La Cañada school officials reflected on district finances Tuesday — having closed the books on Fiscal Year 2016-17 with nearly $1.59 million on hand — and unanimously extended Supt. Wendy Sinnette’s contract through July 2021 with a salary increase.
Under the new agreement Sinnette’s minimum base salary increases from $240,800 to $255,800, retroactive to Aug. 1 of this year and ending July 31, 2018.
In a presentation on LCUSD’s “unaudited actual” budget from 2016-17, Mark Evans, assistant superintendent of business and administrative services, explained to members of the school board that conservative revenue estimations made during that year’s budget process, in addition to fewer expenditures, played a role in the $1,588,921 ending balance.
“Some of that was our improved enrollment,” he said of the uptick in revenues. “We also had less expenditures than budgeted, and that’s why we came ahead on the expenses side.”
Evans and Director of Fiscal Services Gretchen Bergstrom also provided an overview of LCUSD’s revenues and expenditures over the past five years, showing an upward trend from the 2012-13 school year, where revenues exceeded $34 million.
By comparison, revenues for last school year reached $45,682,113, with nearly 69% of that coming from state funding sources and nearly 19% raised through the La Cañada Flintridge Educational Foundation, individual donations and parcel taxes, Bergstrom explained.
During the 2016-17 school year, the district spent $43,761,161. More than 81% of that was dedicated to employee salaries (nearly 46% went to teachers’ salaries) and benefits, while nearly 13% was spent on services and about 5% went toward books and supplies.
Evans warned that increasing revenues don’t guarantee more will come year after year. Some of the increases so far have come from one-time funding that cannot be counted on.
“That does make those revenues look healthier, and they are healthier, but they’re not going to come every year for sure, so we have to be careful of making the assumption that they’re ongoing,” he said.

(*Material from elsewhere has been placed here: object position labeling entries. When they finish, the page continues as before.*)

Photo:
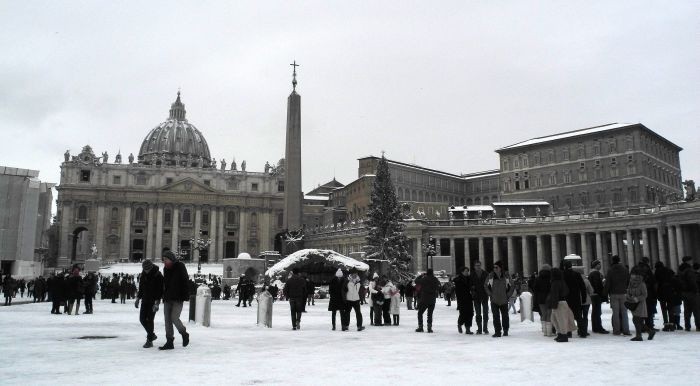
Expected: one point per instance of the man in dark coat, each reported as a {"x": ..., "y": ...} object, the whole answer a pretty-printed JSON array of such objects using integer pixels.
[
  {"x": 481, "y": 299},
  {"x": 90, "y": 282},
  {"x": 175, "y": 292},
  {"x": 295, "y": 292},
  {"x": 150, "y": 293},
  {"x": 576, "y": 296},
  {"x": 598, "y": 297},
  {"x": 463, "y": 288},
  {"x": 616, "y": 282},
  {"x": 429, "y": 291},
  {"x": 75, "y": 289}
]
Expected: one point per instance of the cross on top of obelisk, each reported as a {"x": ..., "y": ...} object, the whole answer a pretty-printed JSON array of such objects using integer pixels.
[{"x": 294, "y": 75}]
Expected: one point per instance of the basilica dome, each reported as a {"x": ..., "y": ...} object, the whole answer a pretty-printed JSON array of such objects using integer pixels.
[{"x": 175, "y": 142}]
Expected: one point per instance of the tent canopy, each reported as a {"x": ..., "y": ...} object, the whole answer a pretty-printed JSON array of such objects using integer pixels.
[{"x": 315, "y": 259}]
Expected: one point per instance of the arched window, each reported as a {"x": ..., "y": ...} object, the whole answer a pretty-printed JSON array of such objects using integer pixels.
[
  {"x": 140, "y": 215},
  {"x": 82, "y": 212},
  {"x": 231, "y": 217}
]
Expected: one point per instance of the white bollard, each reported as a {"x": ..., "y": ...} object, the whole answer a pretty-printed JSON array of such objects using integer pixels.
[
  {"x": 526, "y": 307},
  {"x": 265, "y": 308},
  {"x": 203, "y": 307}
]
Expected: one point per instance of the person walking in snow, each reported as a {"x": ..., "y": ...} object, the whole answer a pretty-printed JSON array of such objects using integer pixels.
[
  {"x": 465, "y": 306},
  {"x": 429, "y": 289},
  {"x": 149, "y": 295},
  {"x": 498, "y": 287},
  {"x": 175, "y": 293},
  {"x": 295, "y": 291},
  {"x": 481, "y": 298},
  {"x": 352, "y": 298},
  {"x": 336, "y": 304},
  {"x": 637, "y": 297}
]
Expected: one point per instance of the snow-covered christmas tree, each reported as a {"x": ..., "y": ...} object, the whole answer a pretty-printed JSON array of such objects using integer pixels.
[{"x": 386, "y": 239}]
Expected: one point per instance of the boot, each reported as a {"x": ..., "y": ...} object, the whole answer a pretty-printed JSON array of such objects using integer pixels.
[
  {"x": 168, "y": 345},
  {"x": 185, "y": 339}
]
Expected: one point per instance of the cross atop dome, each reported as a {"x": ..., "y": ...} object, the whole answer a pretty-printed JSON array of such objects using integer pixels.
[{"x": 177, "y": 109}]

District staff will submit the unaudited actual budget report to the Los Angeles County Office of Education by a Sept. 15 deadline, anticipating an independent audit report sometime in January.
In their discussion of Sinnette’s contract renewal, board members praised the superintendent’s leadership and continued diligence in handling district affairs at multiple levels.
“Wendy continues to deliver an exceptional level of leadership in this district,” said Board Member Ellen Multari. “There’s not a day that goes by that your core values don’t shine through. Your mantra of ‘what’s best for the students’ is just emblazoned in my mind.”
Sinnette’s pay for the 2016-17 school year amounted to $240,800 in base salary, with an additional $10,000 in merit pay. Under the new contract, her salary increases to $255,800 without a merit pay option.
When the board first extended Sinnette’s contract in 2012, she received a base salary increase from $160,000 to $185,000 and was eligible for additional merit pay of $30,000 annually, for a maximum annual pay of $215,000, according to Valley Sun reports.
“I’m humbled and I’m honored,” Sinnette said after Tuesday’s vote. “I appreciate it very much.”